Tyler Serigne, 21 months, gets a good look at daddy, Sgt. Robert Serigne, a soldier with the 22nd Signal Brigade. Serigne and other members of the brigade returned to Darmstadt, Germany, on Wednesday after a deployment to Iraq. At center is Tyler’s mom and Bobby’s wife, Christine. (Michael Abrams / S&S)
DARMSTADT, Germany — After a year in Iraq, Sgt. Derik Mead couldn’t remember his age. He also botched the age of his wife, Jolina. After she corrected him, he shook his head. “It’s been a long time,” he said with a grin.
He was just happy to be home alive.
Mead and 113 other members of the 22nd Signal Brigade’s Headquarters and Headquarters Company returned Wednesday from the unit’s second tour in Iraq.
A lot of near misses aside, “Every single person we took returned safe,” said Command Sgt. Maj. Thomas J. Clark, the brigade’s top enlisted soldier.
“I can’t say I’m surprised,” said Col. Frederick A. Cross, commander of the 22nd, giving most of the credit for the unit’s safe return to training. “We were in harm’s way all the time, but the Lord was with us.”
For the near misses, the unit’s soldiers received nearly 20 Purple Hearts and 80 Combat Action Badges, Clark said.
About 40 of the brigade’s soldiers are still deployed, preparing equipment for return to Germany. About 730 soldiers with the brigade’s 440th and 32nd Signal Battalions returned from Iraq last week.

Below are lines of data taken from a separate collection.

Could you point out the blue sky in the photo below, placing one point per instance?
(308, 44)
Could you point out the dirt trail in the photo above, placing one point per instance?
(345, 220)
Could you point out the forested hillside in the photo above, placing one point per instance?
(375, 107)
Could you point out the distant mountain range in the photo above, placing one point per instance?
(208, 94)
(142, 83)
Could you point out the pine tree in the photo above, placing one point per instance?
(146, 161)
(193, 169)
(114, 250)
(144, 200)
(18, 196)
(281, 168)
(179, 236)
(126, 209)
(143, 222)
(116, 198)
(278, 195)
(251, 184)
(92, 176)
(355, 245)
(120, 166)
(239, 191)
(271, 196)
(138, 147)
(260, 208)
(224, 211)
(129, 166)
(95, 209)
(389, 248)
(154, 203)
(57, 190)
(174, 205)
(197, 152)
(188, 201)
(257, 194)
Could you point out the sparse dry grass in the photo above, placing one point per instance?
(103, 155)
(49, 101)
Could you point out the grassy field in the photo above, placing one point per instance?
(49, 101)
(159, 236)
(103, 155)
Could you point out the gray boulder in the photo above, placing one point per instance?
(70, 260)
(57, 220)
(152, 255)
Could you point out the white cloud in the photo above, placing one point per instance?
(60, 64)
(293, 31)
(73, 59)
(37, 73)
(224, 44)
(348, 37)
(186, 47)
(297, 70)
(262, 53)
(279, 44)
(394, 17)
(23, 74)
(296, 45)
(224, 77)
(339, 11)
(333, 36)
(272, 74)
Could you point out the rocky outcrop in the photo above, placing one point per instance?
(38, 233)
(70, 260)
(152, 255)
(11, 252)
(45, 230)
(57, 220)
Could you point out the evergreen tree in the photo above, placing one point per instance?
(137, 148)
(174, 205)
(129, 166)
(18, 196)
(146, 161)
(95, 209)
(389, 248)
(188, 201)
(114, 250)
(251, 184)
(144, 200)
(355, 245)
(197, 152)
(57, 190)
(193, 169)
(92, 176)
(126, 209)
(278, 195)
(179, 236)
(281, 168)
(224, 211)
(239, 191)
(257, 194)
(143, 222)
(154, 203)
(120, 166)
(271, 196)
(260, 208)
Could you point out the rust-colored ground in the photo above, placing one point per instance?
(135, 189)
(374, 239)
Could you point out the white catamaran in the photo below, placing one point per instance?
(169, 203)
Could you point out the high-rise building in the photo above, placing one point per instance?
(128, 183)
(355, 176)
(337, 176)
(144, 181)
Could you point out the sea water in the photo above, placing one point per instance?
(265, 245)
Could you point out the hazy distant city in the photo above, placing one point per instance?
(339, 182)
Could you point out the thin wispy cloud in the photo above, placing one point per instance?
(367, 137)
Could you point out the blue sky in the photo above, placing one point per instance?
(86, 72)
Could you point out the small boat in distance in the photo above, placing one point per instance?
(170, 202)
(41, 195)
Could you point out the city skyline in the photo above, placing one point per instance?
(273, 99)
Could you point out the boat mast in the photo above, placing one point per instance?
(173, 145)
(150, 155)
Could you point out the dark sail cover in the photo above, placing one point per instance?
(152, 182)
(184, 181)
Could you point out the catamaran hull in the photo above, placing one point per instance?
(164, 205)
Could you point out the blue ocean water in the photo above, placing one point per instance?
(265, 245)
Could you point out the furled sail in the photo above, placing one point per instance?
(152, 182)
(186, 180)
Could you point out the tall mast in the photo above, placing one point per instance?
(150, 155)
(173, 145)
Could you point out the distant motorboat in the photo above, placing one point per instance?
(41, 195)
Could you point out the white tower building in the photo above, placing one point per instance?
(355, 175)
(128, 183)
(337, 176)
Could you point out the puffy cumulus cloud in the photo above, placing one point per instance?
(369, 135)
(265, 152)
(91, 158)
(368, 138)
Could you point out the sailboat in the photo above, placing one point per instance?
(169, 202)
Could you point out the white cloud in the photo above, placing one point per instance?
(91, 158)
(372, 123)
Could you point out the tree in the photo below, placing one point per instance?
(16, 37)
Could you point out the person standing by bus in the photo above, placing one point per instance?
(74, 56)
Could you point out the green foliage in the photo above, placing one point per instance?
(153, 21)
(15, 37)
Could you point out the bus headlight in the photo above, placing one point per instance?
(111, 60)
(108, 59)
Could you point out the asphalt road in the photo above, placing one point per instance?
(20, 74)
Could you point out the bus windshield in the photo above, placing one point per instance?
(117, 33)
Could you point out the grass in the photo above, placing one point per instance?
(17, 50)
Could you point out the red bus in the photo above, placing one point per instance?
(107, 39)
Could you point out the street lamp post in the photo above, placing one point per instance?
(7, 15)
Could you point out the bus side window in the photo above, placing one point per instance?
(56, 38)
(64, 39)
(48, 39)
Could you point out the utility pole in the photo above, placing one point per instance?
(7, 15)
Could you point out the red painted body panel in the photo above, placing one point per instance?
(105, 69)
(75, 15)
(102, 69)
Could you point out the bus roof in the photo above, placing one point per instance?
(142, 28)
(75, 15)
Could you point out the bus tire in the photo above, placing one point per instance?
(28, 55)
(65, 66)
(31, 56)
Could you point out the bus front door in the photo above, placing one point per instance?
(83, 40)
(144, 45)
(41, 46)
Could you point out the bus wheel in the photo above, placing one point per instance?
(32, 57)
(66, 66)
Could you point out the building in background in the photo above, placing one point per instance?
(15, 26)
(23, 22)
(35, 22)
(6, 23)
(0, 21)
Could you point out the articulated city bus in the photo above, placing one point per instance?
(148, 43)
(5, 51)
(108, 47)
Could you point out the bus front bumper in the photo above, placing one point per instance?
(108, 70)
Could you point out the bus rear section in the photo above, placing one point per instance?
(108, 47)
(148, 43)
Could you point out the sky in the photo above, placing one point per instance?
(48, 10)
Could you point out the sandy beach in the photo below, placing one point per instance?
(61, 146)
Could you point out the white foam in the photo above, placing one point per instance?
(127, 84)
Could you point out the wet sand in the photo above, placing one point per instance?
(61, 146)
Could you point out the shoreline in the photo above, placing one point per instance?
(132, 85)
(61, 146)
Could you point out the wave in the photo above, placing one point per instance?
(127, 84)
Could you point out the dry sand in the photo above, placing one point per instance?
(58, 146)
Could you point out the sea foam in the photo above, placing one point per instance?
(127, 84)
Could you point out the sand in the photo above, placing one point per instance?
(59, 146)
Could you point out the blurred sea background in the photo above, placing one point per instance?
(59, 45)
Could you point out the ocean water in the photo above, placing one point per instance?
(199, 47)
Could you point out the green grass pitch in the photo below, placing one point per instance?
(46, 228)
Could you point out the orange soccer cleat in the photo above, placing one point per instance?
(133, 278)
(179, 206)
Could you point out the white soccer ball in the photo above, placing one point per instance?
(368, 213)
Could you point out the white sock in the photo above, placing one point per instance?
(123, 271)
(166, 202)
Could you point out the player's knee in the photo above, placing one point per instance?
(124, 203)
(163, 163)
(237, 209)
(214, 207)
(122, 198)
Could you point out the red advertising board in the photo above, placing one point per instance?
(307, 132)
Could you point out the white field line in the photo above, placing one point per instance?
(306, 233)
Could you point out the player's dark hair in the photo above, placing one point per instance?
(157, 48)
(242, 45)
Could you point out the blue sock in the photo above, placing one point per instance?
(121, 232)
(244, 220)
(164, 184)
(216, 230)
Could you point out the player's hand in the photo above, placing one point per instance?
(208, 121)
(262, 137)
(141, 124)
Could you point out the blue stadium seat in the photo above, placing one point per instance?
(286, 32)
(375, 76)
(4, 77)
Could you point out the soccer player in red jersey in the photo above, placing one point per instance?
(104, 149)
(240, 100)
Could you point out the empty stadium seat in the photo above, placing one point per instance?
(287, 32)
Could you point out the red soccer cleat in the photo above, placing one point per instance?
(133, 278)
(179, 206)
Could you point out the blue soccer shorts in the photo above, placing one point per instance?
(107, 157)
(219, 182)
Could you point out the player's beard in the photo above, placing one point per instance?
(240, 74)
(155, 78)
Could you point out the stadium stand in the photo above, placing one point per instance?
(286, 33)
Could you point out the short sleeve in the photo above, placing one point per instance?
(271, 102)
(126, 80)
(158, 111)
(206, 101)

Kaleigh Stevenson, whose husband, Sgt. 1st Class Vernon Stevenson, joined the Army soon after they married 16 years ago, said she didn’t find her husband’s fourth deployment any easier than the others. She said she spent the weeks leading up to her husband’s return “trying to maintain my sanity.”
Looking after the couple’s four children alone challenged her more than anything, she said. “I can be mom, but I can’t be dad.”
Still, she said, the experience of getting to know Europe has been priceless, and her husband plans to stay in the Army another four years before retiring.
Christine Serigne, 21, and her husband, Sgt. Robert Serigne, 23, don’t have nearly as much time invested in the service.
“The Army’s good, it’s fine, it’s perfect,” said Serigne, as she waited out the last few minutes for her husband to return from his second deployment. But, she added, “We’re definitely ETSing,” using Army slang for getting out of the service.